Rogan is the poster child for meeting GSD. I often use him for exactly that with children, not strangers. Rogan doesn't need to meet strangers and looks more intimidating just due to his size. I crouched down beside them so I was between the dogs and the mother/child 20 feet away and asked if they would like to meet a friendly dog. I told her "this one" (Rogan) is only a year old and a baby. The kid showed interest but as soon as one of the dogs shifted she ran behind her Mom's legs and started silly fussing. 

I never force that situation and just said have a great day and kept walking. The Grandmother did say "your dogs are very well behaved" which is always a nice comment to hear.


----------



## KarmaPuppy (Nov 22, 2019)

sadly, not just with dogs, but people have a bias towards something (or someone) and the younger ones will follow.

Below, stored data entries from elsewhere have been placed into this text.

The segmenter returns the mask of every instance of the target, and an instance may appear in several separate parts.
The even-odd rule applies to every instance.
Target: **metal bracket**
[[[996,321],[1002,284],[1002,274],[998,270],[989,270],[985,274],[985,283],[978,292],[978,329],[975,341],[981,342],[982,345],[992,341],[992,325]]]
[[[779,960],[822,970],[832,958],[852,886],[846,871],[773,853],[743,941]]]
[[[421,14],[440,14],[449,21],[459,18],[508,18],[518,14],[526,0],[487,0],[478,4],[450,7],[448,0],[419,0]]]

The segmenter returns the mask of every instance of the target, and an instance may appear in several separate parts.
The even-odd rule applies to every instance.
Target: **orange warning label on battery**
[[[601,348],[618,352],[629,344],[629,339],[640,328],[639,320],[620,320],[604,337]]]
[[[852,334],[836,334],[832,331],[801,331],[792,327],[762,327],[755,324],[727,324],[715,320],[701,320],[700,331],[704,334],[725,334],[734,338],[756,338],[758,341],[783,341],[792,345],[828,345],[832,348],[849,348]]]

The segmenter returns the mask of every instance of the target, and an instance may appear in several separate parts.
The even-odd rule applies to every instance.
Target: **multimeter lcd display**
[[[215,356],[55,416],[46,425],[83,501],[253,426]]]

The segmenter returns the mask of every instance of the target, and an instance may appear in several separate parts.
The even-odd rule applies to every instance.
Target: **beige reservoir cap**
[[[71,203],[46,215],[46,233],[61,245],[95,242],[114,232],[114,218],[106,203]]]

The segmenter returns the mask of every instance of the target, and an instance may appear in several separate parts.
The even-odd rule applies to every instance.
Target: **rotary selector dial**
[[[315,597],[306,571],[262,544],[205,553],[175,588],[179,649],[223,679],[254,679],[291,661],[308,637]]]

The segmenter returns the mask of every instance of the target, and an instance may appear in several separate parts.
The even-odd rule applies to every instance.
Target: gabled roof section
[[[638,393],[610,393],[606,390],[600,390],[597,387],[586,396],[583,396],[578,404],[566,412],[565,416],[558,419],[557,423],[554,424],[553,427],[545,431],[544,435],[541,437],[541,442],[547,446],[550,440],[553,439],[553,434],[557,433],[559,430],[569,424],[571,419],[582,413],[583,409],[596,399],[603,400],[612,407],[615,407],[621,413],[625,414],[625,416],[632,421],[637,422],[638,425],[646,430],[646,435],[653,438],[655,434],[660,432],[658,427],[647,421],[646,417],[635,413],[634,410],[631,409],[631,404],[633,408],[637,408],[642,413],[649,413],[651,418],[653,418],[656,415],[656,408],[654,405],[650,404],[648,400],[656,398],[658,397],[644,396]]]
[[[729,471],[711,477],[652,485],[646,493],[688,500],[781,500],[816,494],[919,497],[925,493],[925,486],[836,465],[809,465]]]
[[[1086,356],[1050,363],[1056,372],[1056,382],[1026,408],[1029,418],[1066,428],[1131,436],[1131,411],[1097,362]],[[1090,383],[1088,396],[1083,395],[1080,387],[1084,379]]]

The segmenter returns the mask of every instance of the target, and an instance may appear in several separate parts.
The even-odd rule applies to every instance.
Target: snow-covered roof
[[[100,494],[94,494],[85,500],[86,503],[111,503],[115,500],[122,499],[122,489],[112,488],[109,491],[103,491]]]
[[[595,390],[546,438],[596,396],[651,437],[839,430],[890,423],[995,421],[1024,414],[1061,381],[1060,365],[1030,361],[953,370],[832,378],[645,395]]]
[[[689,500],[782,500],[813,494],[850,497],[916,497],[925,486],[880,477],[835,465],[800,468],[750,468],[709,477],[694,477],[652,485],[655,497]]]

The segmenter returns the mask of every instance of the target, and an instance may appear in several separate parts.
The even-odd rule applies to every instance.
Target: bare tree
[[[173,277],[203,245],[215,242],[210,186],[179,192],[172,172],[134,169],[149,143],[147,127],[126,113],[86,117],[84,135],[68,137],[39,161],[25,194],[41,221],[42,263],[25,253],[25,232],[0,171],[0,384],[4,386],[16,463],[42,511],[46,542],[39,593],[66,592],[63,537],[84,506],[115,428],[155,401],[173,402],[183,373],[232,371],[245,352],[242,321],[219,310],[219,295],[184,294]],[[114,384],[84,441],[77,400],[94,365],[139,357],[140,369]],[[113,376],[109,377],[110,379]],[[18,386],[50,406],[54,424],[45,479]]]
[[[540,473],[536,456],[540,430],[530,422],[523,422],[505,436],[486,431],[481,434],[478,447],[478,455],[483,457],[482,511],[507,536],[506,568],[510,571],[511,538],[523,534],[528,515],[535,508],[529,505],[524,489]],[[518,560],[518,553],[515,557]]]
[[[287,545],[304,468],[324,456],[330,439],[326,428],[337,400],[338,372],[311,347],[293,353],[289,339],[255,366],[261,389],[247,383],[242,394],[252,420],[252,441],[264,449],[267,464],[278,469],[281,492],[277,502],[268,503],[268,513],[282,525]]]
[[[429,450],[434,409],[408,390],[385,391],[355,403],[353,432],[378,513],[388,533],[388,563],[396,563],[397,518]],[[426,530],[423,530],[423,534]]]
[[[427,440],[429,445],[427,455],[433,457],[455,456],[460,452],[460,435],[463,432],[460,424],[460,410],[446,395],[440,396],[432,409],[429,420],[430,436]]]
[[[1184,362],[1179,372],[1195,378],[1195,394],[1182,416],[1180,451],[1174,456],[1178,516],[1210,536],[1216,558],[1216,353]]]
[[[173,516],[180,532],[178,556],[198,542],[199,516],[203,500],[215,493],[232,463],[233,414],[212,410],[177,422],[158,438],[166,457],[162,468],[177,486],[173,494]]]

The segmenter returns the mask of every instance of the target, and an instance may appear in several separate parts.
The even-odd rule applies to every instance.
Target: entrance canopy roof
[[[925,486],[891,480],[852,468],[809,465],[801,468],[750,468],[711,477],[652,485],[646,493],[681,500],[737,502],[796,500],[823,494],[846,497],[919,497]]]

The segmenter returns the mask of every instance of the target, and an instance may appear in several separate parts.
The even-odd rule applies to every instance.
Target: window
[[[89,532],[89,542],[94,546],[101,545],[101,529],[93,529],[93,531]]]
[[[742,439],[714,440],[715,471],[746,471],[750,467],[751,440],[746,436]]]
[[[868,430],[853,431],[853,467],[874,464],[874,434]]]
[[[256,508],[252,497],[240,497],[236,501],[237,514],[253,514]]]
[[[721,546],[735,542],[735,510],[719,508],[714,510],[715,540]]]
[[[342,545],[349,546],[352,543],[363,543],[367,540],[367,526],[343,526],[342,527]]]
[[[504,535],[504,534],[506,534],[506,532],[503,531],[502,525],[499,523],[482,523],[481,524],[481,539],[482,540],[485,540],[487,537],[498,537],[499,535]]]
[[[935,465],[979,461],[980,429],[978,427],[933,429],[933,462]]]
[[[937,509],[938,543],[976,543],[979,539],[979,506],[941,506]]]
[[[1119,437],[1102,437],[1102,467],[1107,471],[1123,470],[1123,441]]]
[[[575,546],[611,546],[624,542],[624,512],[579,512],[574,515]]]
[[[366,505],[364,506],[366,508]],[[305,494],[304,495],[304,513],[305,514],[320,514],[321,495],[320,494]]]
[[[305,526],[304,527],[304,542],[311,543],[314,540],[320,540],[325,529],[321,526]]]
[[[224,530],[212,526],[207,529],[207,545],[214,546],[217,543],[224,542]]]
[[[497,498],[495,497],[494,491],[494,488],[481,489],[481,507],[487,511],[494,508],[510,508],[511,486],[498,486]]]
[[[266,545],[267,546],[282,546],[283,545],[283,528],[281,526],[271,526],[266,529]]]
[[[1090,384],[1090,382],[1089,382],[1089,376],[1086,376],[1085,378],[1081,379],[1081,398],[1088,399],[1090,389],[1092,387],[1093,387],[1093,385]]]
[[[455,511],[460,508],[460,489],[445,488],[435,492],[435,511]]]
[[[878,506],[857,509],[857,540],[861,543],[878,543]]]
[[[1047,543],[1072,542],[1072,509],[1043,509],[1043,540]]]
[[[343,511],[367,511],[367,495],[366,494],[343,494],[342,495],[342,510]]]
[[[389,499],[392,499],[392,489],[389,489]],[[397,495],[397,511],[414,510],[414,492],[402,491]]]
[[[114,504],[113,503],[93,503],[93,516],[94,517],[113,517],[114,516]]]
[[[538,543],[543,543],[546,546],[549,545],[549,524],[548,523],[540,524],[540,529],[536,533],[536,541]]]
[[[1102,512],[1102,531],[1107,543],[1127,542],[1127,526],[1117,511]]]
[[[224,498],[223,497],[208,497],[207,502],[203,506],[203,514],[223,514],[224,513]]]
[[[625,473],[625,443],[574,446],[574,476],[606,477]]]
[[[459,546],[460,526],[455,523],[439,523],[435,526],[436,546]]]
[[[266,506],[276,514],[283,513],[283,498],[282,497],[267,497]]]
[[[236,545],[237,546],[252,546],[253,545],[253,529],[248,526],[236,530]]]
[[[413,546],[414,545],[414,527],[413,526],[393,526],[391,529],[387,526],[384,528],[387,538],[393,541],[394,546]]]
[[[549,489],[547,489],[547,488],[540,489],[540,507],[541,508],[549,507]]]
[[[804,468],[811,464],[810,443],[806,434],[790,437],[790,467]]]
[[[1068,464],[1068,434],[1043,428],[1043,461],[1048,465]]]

In that situation I would be the first to approach the dog before letting my child do is. Not that I don't trust the dog, but it's a good way of showing a child how to properly approach a dog, and treat a dog. 

* Disclaimer - My comment wasn't directed towards you at all, but the grandmother/mother. They could have possibly gotten over their fear, and helped the child as well *


----------



## WNGD (Jan 15, 2005)

KarmaPuppy said:


> sadly, not just with dogs, but people have a bias towards something (or someone) and the younger ones will follow. In that situation I would be the first to approach the dog before letting my child do is. Not that I don't trust the dog, but it's a good way of showing a child how to properly approach a dog, and treat a dog.
> 
> * Disclaimer - My comment wasn't directed towards you at all, but the grandmother/mother. They could have possibly gotten over their fear, and helped the child as well *


Fair comment,
If the mother or grandmother is afraid, I don't want the child to see it through them. I never ask an adult if they want to pet my dog but it's great to see kids faces light up when you can help them get over an irrational fear


----------



## David Winners (Apr 30, 2012)

I think the little white parts are the most intimidating.


----------



## finn'smom (Oct 4, 2019)

I don't think any colour stands out to me as being more scary... I tend to give GSDs that aren't mine the respect they deserve until I know they're friendly.

I do have a weak spot for bi-colour GSDs though, it's like black with a fun bonus!

This little shark left a few marks though, and def has the white scary parts. Who knew that photo would be so telling of his pupsonality....


----------



## tim_s_adams (Aug 9, 2017)

My dog is black, and when she runs at me with purpose in her eye, it does still give me pause - and I know she's friendly, but the look, ya know... She freaking scary.


----------



## HHH (Dec 5, 2017)

Some people find my dog intimidating, but I'm not sure it’s the colour 😂 If so, there must be dark sable, or as @David Winners said, the white parts.


----------